A leased line has many unique selling points that make it a top choice for UK businesses. There’s guaranteed speeds of up to 10Gbps, for example, symmetrical upload and download speeds, and ultra low latency which minimises delay, but one of the biggest advantages of a leased line is that it’s reliable. Leased line services usually come with a pretty impressive service level agreement (SLA) which means that the provider has targets to meet in terms of uptime. Often, uptime will need to be around 99%.
While this means that a business should receive the promised service 99 percent of the time, this does leave a 1 percent gap which is typically used to cover a provider should an issue occur which is out of their control. Fortunately, downtime with a leased line is incredibly rare, but it’s still something that we need to take into consideration. As a leased line is generally recommended for businesses that need an ‘always on’ connection, it’s important to ensure you have an adequate backup solution in place.
There are actually a number of different leased line backup options available depending upon the type of traffic a business anticipates needing to send and receive. Maintaining an ISDN line, for example, can be beneficial for businesses that rely heavily upon voice communications during day-to-day operations.
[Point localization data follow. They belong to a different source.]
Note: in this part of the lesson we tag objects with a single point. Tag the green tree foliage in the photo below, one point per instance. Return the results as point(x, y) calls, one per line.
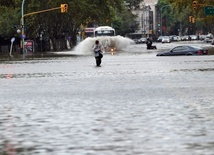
point(59, 26)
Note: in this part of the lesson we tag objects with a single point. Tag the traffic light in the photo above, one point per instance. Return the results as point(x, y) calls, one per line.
point(195, 5)
point(64, 8)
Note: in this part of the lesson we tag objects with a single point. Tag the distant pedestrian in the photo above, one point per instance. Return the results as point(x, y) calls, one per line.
point(189, 38)
point(98, 54)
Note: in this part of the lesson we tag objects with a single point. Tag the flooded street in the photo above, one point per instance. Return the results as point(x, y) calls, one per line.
point(134, 104)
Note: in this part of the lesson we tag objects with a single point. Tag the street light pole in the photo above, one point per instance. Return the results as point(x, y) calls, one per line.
point(161, 17)
point(22, 27)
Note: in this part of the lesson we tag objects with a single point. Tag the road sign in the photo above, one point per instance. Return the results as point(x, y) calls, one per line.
point(209, 10)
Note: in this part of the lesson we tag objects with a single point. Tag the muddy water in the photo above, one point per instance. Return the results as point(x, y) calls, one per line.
point(134, 104)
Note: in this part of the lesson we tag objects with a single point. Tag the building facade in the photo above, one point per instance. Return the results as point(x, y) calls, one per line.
point(147, 18)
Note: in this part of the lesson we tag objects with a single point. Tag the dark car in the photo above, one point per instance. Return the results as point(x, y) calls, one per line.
point(184, 50)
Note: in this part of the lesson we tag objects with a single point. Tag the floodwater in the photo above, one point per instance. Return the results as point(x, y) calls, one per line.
point(134, 104)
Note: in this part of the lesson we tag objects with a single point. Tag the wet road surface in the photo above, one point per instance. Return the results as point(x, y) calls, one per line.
point(134, 104)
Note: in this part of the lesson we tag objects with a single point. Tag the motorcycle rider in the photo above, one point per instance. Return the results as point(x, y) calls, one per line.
point(97, 48)
point(149, 43)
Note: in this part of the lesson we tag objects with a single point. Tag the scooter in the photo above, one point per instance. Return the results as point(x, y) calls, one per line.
point(99, 59)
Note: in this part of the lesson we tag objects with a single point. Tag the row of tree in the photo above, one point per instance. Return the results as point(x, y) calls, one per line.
point(57, 26)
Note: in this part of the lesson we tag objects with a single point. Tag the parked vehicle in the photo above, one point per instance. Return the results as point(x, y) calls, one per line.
point(159, 39)
point(166, 39)
point(184, 50)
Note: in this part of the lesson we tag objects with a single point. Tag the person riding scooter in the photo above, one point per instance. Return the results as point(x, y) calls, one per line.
point(97, 48)
point(149, 44)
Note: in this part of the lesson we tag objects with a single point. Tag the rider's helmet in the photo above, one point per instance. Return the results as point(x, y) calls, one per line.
point(97, 42)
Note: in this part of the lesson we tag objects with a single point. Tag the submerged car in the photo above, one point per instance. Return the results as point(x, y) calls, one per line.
point(184, 50)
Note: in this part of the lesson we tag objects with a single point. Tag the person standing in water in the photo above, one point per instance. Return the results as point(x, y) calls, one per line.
point(97, 48)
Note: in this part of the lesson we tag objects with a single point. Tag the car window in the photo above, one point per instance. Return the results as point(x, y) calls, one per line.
point(180, 49)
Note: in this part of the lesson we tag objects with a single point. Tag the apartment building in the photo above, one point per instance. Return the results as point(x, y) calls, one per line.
point(147, 17)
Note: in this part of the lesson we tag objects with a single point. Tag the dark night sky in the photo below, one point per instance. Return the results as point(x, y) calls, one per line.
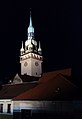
point(58, 25)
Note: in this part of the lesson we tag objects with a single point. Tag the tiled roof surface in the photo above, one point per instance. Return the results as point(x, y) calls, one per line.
point(49, 86)
point(52, 88)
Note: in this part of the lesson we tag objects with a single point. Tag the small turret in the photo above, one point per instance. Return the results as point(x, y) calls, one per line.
point(22, 49)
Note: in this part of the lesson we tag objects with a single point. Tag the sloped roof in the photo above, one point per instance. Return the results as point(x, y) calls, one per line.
point(49, 75)
point(50, 86)
point(53, 88)
point(9, 91)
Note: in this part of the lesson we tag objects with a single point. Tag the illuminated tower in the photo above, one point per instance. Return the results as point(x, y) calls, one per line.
point(31, 57)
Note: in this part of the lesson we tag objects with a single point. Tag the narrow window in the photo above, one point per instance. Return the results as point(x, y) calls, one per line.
point(1, 108)
point(9, 108)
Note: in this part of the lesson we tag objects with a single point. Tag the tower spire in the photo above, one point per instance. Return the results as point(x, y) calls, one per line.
point(30, 32)
point(22, 49)
point(30, 20)
point(39, 49)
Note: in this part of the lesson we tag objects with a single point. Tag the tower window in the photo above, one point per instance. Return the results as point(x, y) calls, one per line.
point(1, 108)
point(9, 108)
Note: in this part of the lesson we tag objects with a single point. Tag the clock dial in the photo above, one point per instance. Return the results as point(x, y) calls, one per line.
point(25, 64)
point(36, 63)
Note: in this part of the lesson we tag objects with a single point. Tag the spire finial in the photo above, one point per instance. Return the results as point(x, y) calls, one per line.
point(30, 18)
point(22, 44)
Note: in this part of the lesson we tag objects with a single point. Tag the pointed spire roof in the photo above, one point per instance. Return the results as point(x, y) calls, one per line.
point(30, 20)
point(30, 28)
point(22, 49)
point(39, 49)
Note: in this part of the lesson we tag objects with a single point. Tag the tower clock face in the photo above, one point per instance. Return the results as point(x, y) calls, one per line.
point(25, 64)
point(36, 63)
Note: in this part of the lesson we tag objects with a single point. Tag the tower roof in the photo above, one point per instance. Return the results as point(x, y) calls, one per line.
point(30, 28)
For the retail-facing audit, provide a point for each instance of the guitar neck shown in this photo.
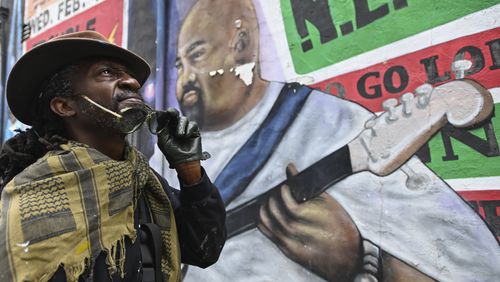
(308, 184)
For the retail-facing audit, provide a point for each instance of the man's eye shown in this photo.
(107, 72)
(197, 54)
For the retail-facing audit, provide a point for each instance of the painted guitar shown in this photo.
(385, 144)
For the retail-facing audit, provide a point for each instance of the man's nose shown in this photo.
(128, 81)
(188, 76)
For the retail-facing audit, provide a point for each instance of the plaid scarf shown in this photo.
(74, 203)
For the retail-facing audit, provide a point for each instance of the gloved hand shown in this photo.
(179, 138)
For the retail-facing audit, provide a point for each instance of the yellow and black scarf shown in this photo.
(74, 203)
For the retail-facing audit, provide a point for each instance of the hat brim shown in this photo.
(42, 62)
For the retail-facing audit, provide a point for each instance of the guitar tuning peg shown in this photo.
(389, 105)
(406, 100)
(423, 93)
(460, 67)
(369, 124)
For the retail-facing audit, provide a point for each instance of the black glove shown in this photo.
(179, 138)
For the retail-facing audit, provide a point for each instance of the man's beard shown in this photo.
(195, 112)
(100, 118)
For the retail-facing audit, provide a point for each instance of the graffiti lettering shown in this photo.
(89, 25)
(315, 12)
(365, 16)
(476, 56)
(40, 21)
(430, 65)
(432, 71)
(377, 90)
(319, 14)
(389, 82)
(389, 79)
(67, 7)
(488, 147)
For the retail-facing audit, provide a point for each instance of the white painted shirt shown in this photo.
(432, 229)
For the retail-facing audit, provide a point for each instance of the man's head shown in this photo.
(104, 81)
(216, 38)
(55, 74)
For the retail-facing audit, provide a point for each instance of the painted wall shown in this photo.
(365, 52)
(441, 219)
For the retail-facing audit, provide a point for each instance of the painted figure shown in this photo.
(406, 226)
(77, 201)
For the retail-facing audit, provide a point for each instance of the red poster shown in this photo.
(53, 18)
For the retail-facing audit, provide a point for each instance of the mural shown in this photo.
(317, 186)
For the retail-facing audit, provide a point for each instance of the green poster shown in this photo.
(470, 162)
(323, 32)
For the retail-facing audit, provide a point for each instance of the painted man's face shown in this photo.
(207, 89)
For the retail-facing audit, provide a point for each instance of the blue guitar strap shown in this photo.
(248, 161)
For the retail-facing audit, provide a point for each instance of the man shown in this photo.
(424, 234)
(77, 201)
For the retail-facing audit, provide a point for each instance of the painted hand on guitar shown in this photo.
(317, 234)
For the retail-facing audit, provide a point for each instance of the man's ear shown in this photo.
(63, 106)
(241, 45)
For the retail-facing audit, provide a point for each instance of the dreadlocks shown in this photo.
(47, 133)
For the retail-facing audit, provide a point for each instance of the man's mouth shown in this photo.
(129, 100)
(190, 98)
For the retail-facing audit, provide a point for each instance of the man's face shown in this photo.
(204, 47)
(109, 84)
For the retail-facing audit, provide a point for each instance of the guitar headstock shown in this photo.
(390, 139)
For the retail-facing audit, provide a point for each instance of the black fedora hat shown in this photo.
(39, 64)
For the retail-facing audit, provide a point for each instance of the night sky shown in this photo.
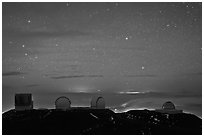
(136, 55)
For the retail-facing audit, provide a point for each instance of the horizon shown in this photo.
(134, 54)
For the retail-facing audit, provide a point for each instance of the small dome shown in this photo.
(62, 103)
(98, 102)
(168, 105)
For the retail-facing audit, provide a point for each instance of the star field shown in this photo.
(106, 47)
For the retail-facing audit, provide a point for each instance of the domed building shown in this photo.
(98, 102)
(169, 108)
(62, 103)
(23, 101)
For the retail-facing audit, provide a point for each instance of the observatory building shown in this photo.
(169, 107)
(23, 101)
(62, 103)
(98, 103)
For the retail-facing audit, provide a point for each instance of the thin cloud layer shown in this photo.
(77, 76)
(12, 73)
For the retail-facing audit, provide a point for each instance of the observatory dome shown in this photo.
(62, 103)
(98, 102)
(168, 106)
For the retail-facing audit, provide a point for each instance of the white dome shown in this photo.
(168, 105)
(62, 103)
(98, 102)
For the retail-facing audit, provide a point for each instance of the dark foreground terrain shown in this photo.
(92, 121)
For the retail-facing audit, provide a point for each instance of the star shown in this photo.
(67, 4)
(168, 25)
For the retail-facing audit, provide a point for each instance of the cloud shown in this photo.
(32, 85)
(148, 75)
(12, 73)
(77, 76)
(14, 32)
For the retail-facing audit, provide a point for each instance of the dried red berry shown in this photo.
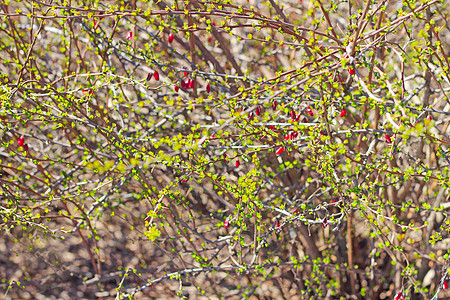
(129, 35)
(279, 151)
(388, 139)
(351, 70)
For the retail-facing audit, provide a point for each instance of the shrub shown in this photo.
(236, 149)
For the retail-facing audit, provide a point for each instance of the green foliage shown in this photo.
(295, 148)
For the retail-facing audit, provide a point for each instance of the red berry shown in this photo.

However, the two most popular forms of backup are an ADSL connection, or a second leased line.
- Leased Line – In the UK, there are currently two main carriers for leased line networks: BT Openreach and Virgin Media Business. If a business has a BT leased line installed, they may also wish to install a Virgin Media leased line as a backup, or vice versa. The advantage of this is that a business will retain the symmetry of the connection, so it’s ideal for businesses who rely upon uploading large amount of data; file sharing, cloud computing, and video conferencing, for example. To minimise costs, it is recommended that a backup leased line have slightly slower speeds than a main leased line – just enough to ensure a business can continue to operate.
- ADSL Line – Having a backup ADSL connection is the quicker, easier, and more cost effective option. However, it isn’t as a good an option as a backup leased line as it will typically be less reliable and slower than a leased line, particularly as upload speeds will not match download speeds. For businesses that do opt for an ADSL backup line, and will have multiple connections within the same office, it is recommended they opt for a load balancing router that is capable of managing these mixed connections. In emergency situations when the backup is required, a load balancing router can help to prioritise certain traffic, such as voice traffic, for example.
Due to the high resilience of a leased line, faults are very unlikely. However, it doesn’t hurt to be prepared. For businesses who rely heavily upon a connection for day-to-day operations, having a backup solution in place certainly isn’t a bad idea. A backup leased line and backup ADSL are both worth considering, giving you peace of mind that should the worst happen, your business will bounce back.